I think for small investors even becoming 'investors' also is rather difficult because they lack knowledge about finance and business valuation.
ReplyDeleteThey follow what someone else (friend, relative, broker, analyst, or anyone) tells them. They also become greedy and put money. Whose fault is this? - legally not the advisers (morally may be). They have to blame themselves.
There is another option that can be given to them - Learn the game or don't play it. One doesn't have to attend b-schools to educate oneself on the art of finance, business and stock picking.
The best way regulators can protect small investors is by telling them this hard truth.
Haim,
ReplyDeleteYou are right.
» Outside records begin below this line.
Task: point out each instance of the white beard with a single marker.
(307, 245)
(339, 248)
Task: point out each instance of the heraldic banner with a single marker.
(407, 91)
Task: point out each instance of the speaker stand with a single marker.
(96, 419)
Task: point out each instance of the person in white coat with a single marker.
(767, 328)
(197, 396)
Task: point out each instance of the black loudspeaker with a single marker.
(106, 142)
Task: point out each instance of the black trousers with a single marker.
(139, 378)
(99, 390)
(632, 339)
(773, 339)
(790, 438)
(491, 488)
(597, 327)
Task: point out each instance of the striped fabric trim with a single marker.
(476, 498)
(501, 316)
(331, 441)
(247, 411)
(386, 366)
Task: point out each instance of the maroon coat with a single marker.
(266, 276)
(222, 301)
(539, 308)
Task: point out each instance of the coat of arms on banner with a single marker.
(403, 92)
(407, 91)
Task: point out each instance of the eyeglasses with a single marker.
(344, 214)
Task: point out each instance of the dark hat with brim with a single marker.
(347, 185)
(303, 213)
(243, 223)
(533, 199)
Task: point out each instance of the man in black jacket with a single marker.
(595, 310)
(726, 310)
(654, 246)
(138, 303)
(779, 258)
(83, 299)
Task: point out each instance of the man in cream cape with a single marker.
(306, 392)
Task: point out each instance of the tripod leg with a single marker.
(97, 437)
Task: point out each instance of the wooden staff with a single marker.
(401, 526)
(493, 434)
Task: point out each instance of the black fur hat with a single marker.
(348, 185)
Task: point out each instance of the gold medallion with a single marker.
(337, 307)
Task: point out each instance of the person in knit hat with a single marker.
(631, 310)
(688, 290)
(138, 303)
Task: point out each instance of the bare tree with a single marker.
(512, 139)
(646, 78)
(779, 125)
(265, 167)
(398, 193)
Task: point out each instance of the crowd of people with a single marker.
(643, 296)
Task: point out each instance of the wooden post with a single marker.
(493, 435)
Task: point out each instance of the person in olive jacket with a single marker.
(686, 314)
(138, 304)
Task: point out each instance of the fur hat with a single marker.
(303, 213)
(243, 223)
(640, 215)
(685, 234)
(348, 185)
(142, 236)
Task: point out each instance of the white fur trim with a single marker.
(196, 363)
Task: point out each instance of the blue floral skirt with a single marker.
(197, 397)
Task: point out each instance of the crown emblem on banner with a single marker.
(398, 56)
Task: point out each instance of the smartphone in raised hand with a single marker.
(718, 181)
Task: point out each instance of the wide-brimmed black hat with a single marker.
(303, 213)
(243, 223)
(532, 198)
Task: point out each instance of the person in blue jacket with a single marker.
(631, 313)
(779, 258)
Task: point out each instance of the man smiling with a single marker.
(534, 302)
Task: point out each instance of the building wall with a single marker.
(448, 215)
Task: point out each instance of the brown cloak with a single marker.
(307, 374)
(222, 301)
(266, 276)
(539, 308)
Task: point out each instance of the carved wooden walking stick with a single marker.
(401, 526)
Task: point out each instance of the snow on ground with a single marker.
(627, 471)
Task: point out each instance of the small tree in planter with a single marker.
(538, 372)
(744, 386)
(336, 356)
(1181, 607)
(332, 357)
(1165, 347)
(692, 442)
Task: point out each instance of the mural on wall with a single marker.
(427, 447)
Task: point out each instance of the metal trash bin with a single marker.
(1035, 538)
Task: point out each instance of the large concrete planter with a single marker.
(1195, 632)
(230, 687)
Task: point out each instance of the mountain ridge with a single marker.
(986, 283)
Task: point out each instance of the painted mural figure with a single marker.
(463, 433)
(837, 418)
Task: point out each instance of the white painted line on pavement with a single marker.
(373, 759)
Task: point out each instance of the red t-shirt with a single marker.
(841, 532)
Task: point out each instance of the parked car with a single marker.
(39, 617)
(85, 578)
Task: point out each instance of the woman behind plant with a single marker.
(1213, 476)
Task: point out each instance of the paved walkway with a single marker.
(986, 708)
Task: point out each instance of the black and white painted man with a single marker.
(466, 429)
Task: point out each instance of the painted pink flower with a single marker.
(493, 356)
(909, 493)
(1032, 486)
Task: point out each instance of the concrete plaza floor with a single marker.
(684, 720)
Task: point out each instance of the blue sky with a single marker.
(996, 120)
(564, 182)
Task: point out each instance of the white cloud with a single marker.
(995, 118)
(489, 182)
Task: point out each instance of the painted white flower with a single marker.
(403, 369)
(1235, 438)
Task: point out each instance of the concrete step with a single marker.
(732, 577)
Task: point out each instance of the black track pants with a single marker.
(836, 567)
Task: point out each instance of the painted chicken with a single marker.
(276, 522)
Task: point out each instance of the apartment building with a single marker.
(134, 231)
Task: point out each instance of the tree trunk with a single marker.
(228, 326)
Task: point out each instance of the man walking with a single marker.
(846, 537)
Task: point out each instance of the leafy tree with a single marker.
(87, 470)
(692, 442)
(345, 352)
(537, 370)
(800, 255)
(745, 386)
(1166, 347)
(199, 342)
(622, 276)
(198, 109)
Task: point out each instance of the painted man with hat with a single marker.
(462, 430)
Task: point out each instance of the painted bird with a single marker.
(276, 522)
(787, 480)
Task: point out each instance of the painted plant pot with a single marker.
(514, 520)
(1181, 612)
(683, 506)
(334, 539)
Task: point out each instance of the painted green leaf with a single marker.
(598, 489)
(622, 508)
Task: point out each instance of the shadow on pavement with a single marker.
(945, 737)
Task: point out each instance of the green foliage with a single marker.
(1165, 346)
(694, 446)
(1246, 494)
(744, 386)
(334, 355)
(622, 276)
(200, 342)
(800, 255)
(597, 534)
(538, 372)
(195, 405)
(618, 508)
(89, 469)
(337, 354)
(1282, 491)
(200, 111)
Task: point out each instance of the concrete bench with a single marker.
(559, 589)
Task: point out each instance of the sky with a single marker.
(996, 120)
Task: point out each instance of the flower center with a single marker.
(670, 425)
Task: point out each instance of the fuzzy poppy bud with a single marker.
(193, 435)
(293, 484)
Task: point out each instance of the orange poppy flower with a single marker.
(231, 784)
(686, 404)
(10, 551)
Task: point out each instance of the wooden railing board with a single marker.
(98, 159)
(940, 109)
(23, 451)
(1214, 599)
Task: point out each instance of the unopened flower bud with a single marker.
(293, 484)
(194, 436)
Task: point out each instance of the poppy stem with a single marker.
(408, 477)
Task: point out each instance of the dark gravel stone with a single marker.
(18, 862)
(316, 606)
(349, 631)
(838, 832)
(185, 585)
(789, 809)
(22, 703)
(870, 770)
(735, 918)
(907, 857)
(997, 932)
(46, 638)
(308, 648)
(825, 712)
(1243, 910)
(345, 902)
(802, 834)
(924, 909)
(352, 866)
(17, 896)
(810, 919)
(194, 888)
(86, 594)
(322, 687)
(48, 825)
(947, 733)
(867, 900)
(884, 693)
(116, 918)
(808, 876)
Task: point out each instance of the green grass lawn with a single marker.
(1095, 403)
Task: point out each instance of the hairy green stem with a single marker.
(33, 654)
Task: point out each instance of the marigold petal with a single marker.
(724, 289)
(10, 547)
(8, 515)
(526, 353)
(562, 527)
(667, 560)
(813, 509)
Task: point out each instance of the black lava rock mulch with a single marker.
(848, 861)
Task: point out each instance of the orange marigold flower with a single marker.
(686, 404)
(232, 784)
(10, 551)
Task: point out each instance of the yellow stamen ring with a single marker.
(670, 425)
I was sticking with the legal options but there are illegal ones. (Collusion may not always be illegal, I guess!)
If insider trading is allowed to exsist the whole basis of fairness in the market place goes out the window. When a few select insiders can know ahead of time what the news on a company will be than its really just like Stealing. If I know ahead of time who will win the superbowl or who will win the world series than any one else placing a bet would just be gambling except those that know for certain what the outcome will be.